Kesalahan terbesar dalam hidup adalah melakukan kebohongan untuk menutupi kesalahan yang kita perbuat. Begitulah yang terjadi pada Clarissa pagi ini. Saat ini ia tengah disidak oleh atasannya karena 20 menit keterlambatannya. Semua ini terjadi karena mobil tuanya yang tidak bisa diajak kerjasama di hari senin.
Sebenarnya pagi ini ia berangkat tepat waktu, hanya saja mobilnya memutuskan untuk mogok di tengah jalan dan betapa tidak beruntungnya harus terjadi tepat di titik macet. Klakson berbunyi dari mobil mobil di belakangnya.

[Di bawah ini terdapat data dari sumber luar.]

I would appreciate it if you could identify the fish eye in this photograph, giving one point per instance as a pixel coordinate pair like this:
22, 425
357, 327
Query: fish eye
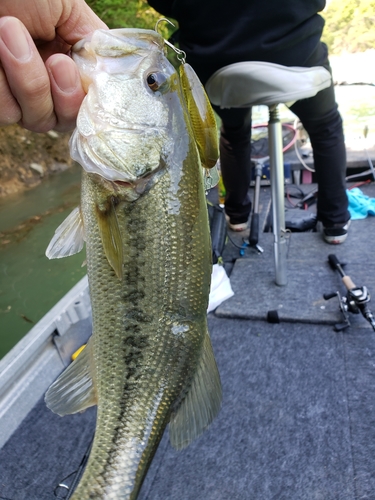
155, 80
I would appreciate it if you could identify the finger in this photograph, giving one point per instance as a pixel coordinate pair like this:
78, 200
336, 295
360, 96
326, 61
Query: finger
26, 75
10, 112
66, 90
79, 22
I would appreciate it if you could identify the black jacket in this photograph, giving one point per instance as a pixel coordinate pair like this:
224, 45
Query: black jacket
214, 33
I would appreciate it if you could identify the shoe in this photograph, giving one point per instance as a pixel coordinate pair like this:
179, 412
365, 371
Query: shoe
242, 226
336, 234
238, 227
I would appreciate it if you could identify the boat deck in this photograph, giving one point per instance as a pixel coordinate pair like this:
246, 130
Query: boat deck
298, 419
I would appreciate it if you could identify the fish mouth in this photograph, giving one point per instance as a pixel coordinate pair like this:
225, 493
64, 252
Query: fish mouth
123, 184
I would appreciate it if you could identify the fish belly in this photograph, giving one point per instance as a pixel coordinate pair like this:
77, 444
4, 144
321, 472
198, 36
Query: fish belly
148, 327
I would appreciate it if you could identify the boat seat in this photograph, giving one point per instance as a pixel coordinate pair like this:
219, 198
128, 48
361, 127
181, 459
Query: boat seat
249, 83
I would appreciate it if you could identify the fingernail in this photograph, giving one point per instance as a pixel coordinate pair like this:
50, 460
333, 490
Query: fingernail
14, 37
64, 73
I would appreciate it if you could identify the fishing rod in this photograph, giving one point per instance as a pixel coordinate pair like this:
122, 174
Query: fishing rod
357, 297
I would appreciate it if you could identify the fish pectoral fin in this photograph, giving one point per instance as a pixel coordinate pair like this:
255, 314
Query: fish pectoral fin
111, 237
74, 390
68, 238
201, 404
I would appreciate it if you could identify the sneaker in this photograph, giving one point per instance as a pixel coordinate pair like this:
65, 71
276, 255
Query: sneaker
242, 226
336, 234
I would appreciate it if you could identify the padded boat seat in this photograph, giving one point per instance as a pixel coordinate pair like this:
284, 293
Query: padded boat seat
250, 83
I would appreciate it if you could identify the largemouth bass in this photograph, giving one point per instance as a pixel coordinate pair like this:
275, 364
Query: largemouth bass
143, 217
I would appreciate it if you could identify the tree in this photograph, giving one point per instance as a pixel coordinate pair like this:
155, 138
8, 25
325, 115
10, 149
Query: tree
350, 25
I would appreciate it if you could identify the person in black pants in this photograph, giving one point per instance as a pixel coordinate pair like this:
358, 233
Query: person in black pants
215, 33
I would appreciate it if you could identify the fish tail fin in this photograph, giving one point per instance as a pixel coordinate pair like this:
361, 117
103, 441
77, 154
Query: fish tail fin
201, 404
74, 390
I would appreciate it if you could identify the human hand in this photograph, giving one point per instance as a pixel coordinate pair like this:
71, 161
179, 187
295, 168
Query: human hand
40, 87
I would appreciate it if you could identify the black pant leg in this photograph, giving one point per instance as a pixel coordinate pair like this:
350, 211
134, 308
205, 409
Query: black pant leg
235, 163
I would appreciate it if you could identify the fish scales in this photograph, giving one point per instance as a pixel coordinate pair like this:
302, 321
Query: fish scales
149, 359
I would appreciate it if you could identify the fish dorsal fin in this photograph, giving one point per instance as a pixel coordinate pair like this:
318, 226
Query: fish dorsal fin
201, 404
201, 115
69, 237
74, 390
111, 237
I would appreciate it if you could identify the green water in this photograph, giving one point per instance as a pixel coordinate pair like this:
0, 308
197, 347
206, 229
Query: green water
30, 284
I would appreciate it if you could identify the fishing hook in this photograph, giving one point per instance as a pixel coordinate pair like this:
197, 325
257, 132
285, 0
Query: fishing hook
181, 55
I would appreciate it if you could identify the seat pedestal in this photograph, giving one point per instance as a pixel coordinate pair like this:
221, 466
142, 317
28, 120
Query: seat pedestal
277, 195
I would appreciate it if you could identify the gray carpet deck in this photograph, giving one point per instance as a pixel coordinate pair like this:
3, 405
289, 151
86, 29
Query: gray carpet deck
298, 414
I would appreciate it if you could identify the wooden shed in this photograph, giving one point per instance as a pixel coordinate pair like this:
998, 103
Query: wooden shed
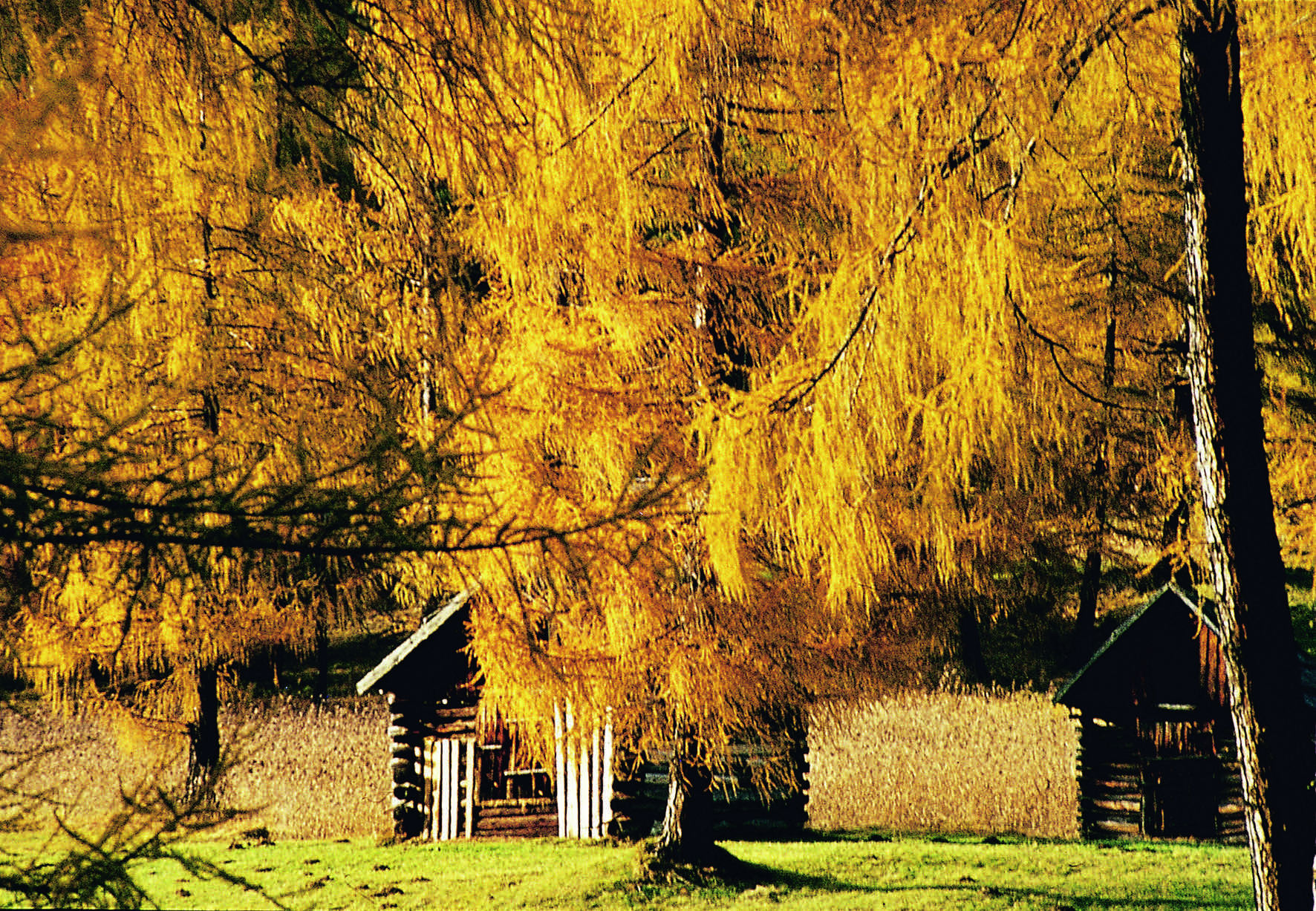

Clarissa berusaha memanggil montir langganan, tetapi sungguh disayangkan kemacetan menyulitkan montir menemuinya dengan cepat sehingga kemacetan semakin menjadi-jadi. Akibatnya ia sukses menimbulkan kekacauan di tengah jalan.
"Saya terjebak macet karena mobil mogok di depan saya, Pak."
Tanpa rasa bersalah Clarissa mengucapkan alasan itu selembut dan semeyakinkan mungkin. Gestur penuh keputus-asaan juga sudah ia tampilkan untuk menegaskan kalau semua ini berada di luar kendalinya. Namun kesalahan terbesarnya adalah lupa siapa yang sedang dihadapinya.
Oliver Marthin Lester, pria berusia 29 tahun yang menjabat sebagai wakil direktur perusahaan properti The Leese Estate. Ayahnya bernama Darren Lester yang merupakan pemilik saham terbesar the Leese Estate. Oliver telah menyelesaikan studi Magister Management setelah mendapat gelar sarjana di bidang Psikologi. Dia pria yang haus akan pengetahuan.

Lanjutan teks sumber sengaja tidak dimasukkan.